La solution du Conseil d’Etat se fonde sur une approche radicalement différente de celle défendue par la Compagnie requérante. Le juge administratif suprême considère, en effet, que l’autorité administrative dispose, en tant que puissance publique, du pouvoir de modifier unilatéralement un contrat administratif, indépendamment des clauses contractuelles. Il justifie cette prérogative par l’intérêt public qui, du fait de son caractère évolutif, suppose une adaptation constante à laquelle ne peuvent échapper les contrats administratifs. Ce pouvoir exorbitant n’en demeure pas moins encadré : il connaît, en effet, des limites et donne droit au profit du cocontractant de l’administration à une contrepartie financière.

Il convient donc d’étudier, dans une première partie, la consécration du pouvoir de modification unilatérale (I) et d’analyser, dans une seconde partie, la mise en œuvre de ce pouvoir (II).

I – La consécration du pouvoir de modification unilatérale

Le Conseil d’Etat consacre, ici, le pouvoir de modification unilatérale des contrats administratifs. Ce pouvoir trouve son fondement dans l’intérêt public dont a la charge l’administration (A), ce qui justifie qu’il vaille indépendamment de toutes dispositions contractuelles ou textuelles (B).

A – Un pouvoir fondé sur l'intérêt public

Le Conseil d’Etat relève, en l’espèce, que les pouvoirs du préfet « impliquent pour l’administration le droit, non seulement d’approuver les horaires des trains au point de vue de la sécurité et de la commodité de la circulation, mais encore de prescrire les modifications et les additions nécessaires pour assurer, dans l’intérêt du public, la marche normale du service ». Par ces mots, le juge administratif suprême consacre le pouvoir de modification unilatérale de l’administration. Ce pouvoir trouve sa raison d’être dans l’intérêt public. En effet, ce dernier étant variable dans le temps, l’administration doit être en mesure de modifier les conditions d’exécution des contrats administratifs pour que les services publics soient continuellement adaptés aux besoins, nécessairement évolutifs, auxquels ils se doivent de répondre.

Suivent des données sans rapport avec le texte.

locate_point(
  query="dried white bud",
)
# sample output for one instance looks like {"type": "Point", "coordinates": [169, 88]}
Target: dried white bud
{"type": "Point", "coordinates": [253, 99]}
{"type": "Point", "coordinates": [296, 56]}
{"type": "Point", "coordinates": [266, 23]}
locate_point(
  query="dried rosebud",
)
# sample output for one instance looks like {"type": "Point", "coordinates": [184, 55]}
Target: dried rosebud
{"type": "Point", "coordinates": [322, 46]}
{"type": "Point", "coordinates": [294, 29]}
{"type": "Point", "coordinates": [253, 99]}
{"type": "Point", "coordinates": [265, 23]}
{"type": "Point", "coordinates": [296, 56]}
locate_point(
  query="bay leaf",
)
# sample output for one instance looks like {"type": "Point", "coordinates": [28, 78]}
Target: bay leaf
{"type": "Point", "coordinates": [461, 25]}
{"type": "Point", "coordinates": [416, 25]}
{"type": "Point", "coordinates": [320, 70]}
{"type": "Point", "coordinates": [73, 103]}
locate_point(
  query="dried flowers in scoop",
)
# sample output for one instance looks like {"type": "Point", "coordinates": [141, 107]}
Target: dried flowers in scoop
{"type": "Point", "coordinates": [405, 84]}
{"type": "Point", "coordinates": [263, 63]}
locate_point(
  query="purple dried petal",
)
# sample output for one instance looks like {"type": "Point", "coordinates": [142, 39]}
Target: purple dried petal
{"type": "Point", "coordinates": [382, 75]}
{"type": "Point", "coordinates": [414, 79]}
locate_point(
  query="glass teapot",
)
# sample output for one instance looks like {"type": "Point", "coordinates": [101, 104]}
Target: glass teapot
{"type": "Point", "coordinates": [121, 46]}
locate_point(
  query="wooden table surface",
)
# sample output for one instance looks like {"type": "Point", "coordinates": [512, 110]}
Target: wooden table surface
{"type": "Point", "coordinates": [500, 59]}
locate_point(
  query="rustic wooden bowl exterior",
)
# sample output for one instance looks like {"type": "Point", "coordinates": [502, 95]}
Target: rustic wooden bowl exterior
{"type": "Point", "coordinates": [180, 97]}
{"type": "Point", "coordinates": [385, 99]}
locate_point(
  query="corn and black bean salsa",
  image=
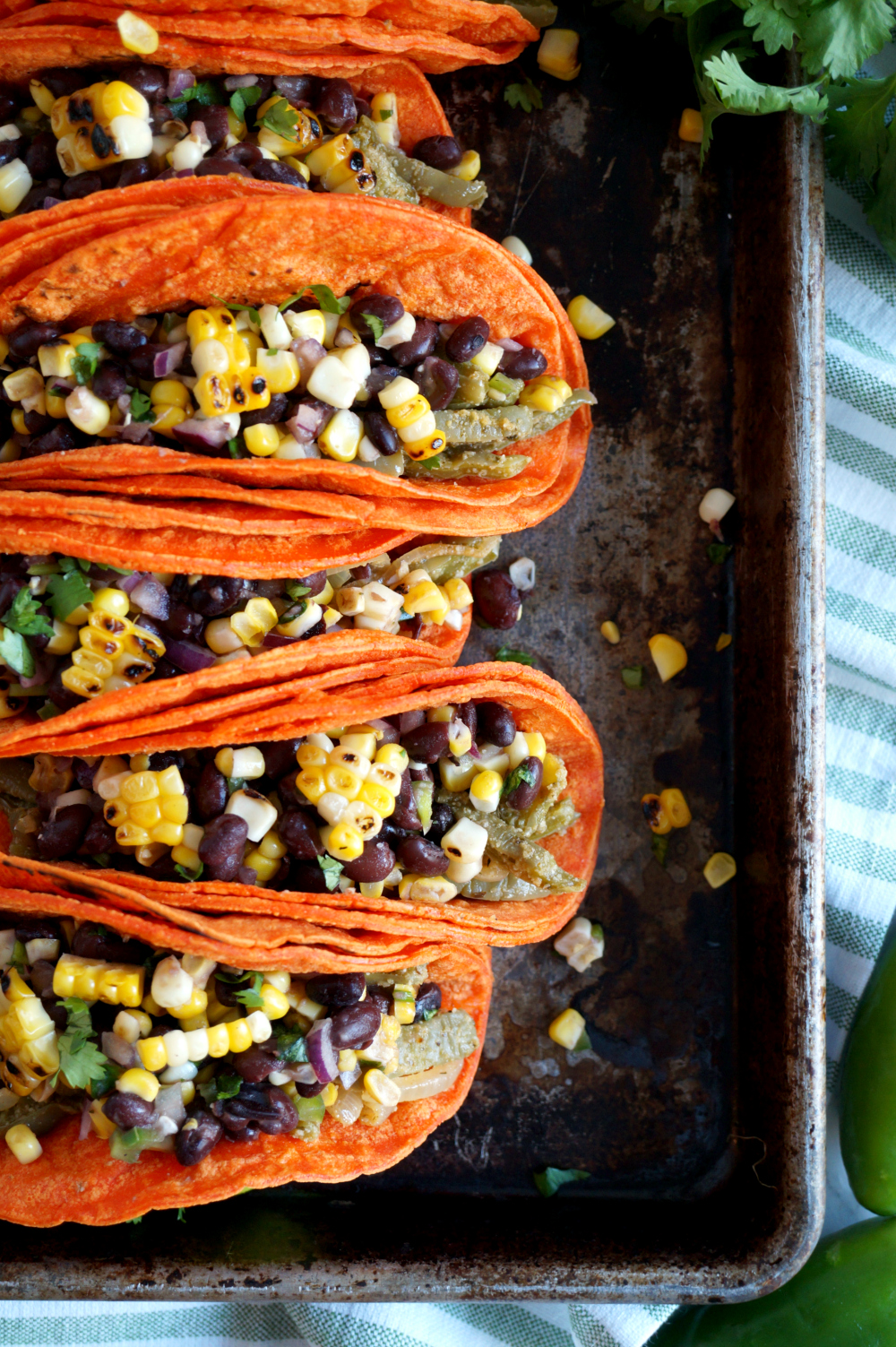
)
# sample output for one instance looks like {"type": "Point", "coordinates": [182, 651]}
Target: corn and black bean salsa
{"type": "Point", "coordinates": [75, 133]}
{"type": "Point", "coordinates": [166, 1052]}
{"type": "Point", "coordinates": [70, 629]}
{"type": "Point", "coordinates": [353, 380]}
{"type": "Point", "coordinates": [422, 806]}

Le Conseil d’Etat applique, ce faisant, le principe de mutabilité aux contrats administratifs. Ce principe, qui irrigue l’ensemble du droit administratif, signifie que lorsqu’un service public ne correspond plus à l’intérêt général, en raison d’évolution des technologies, du cadre juridique ou, encore, des besoins des usagers, l’administration doit pouvoir l’adapter à ces variations afin qu’il soit toujours à même de satisfaire au mieux les intérêts collectifs. 

L’intérêt peut public justifiant une telle prérogative peut être constitué par la continuité du service public et l’égalité des usagers (CE, 03/03/2017, Commune de Clichy-sous-Bois). Récemment, le Conseil d’Etat a jugé qu’une personne publique peut modifier unilatéralement une clause entachée d’une irrégularité grave tenant au caractère illicite de son contenu (propre à justifier son annulation par le juge) en vue de remédier à cette irrégularité (CE, 08/03/2023, SIPPEREC). Encore faut-il que cette clause soit divisible du reste du contrat, sinon seule une résiliation du contrat dans son ensemble est possible.

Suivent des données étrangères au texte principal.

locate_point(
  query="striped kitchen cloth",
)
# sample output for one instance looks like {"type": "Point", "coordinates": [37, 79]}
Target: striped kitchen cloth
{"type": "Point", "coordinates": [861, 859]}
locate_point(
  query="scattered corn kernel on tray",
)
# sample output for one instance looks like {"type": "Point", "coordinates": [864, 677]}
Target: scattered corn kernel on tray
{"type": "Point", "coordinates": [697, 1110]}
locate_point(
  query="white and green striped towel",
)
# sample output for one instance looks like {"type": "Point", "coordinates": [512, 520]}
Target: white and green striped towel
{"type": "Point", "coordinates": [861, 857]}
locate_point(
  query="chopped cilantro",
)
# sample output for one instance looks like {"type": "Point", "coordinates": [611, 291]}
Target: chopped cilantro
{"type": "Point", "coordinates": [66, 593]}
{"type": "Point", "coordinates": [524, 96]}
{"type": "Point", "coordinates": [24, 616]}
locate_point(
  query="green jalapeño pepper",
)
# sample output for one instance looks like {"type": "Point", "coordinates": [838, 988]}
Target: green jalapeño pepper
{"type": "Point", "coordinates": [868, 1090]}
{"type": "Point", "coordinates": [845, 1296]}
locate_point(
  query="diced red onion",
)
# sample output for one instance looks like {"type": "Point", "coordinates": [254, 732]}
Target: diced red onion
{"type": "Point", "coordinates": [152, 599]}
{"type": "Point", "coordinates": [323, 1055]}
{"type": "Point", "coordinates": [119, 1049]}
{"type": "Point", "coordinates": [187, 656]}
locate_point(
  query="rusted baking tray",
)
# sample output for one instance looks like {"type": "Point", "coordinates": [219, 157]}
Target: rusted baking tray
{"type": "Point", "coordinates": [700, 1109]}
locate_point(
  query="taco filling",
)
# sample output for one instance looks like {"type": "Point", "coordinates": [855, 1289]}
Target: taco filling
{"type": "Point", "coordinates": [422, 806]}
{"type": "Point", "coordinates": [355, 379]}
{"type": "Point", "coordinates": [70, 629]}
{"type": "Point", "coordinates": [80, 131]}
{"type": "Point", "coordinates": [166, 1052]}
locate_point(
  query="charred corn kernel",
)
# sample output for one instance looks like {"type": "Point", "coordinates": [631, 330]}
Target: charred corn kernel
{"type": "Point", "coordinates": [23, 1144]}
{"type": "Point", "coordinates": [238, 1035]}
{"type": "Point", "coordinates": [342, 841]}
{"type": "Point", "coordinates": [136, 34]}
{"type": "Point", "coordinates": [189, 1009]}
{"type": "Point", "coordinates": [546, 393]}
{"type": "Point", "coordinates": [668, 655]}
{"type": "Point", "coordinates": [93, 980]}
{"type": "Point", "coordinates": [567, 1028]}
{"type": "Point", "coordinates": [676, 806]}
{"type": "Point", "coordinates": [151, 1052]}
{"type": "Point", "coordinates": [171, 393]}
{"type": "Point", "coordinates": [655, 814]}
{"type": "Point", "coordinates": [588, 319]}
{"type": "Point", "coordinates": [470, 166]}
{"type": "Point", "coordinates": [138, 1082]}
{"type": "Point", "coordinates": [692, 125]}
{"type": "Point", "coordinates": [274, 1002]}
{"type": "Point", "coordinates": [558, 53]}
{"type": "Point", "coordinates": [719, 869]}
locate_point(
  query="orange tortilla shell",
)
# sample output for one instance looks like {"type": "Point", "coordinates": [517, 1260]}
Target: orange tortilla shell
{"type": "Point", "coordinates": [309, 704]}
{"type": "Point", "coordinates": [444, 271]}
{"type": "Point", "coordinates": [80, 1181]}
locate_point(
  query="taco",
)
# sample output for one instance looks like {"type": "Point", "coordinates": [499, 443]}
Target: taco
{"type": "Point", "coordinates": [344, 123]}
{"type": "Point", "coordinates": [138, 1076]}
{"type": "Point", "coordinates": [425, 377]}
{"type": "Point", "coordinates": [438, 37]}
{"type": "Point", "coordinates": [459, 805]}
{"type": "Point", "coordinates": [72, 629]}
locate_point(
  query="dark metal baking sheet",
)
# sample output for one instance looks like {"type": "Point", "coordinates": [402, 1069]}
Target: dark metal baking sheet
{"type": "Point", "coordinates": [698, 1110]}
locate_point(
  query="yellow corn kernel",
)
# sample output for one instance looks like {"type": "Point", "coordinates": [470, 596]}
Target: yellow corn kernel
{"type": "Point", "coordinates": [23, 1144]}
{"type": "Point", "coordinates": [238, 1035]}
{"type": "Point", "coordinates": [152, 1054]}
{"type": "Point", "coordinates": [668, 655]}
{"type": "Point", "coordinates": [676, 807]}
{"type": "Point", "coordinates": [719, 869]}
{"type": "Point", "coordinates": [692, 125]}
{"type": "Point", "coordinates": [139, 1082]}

La solution retenue par le Conseil d’Etat est conforme à la position exprimée par le commissaire du Gouvernement, Léon Blum : ce dernier estimait que l’Etat ne peut se désintéresser des services publics, même lorsqu’il en confie la gestion à un tiers, et que, par suite, il doit disposer, si l’intérêt public l’exige, de la capacité d’imposer au concessionnaire une prestation supérieure à celle qui était initialement prévue dans le contrat. Et, c’est cette finalité d’intérêt public qui justifie que ce pouvoir appartienne en propre à l’administration.

B – Un pouvoir qui appartient à l'administration en tant que puissance publique

Comme le relève Léon Blum, le pouvoir de modification unilatérale des contrats administratifs, ici, consacré appartient à l’administration en tant que puissance publique. Cela signifie qu’il vaut indépendamment des clauses contractuelles et, plus, généralement, des textes.

Sur le premier point, l’arrêt Compagnie nouvelle du gaz de Deville-lès-Rouen (CE, 10/01/1902) avait déjà énoncé un tel pouvoir, mais le Conseil d’Etat l’avait fondé, par une interprétation constructive, sur l’intention des parties. L’arrêt présentement commenté va plus loin en admettant le pouvoir de modification unilatérale indépendamment des dispositions du contrat. En d’autres termes, ce pouvoir appartient en propre à l’administration et ne peut, en aucun cas, être aliéné par une convention. C’est ce qu’explique le commissaire du Gouvernement, Léon Blum, lorsqu’il relève que les clauses contractuelles « ne peuvent limiter par leur simple énonciation, par leur simple existence, un droit de réglementation qui est indépendant du contrat, puisqu’il a pour objet final d’assurer, quoi qu’il en ait été convenu, quoi qu’il arrive, l’exécution normale du service public ». Une position que reprend le Conseil d’Etat en jugeant que « la circonstance que le préfet aurait … imposé à cette dernière [la Compagnie des tramways] un service différent de celui qui avait été prévu par les parties contractantes ne serait pas de nature à entraîner à elle seule, dans l’espèce, l’annulation de l’arrêté préfectoral du 23/06/1903 ».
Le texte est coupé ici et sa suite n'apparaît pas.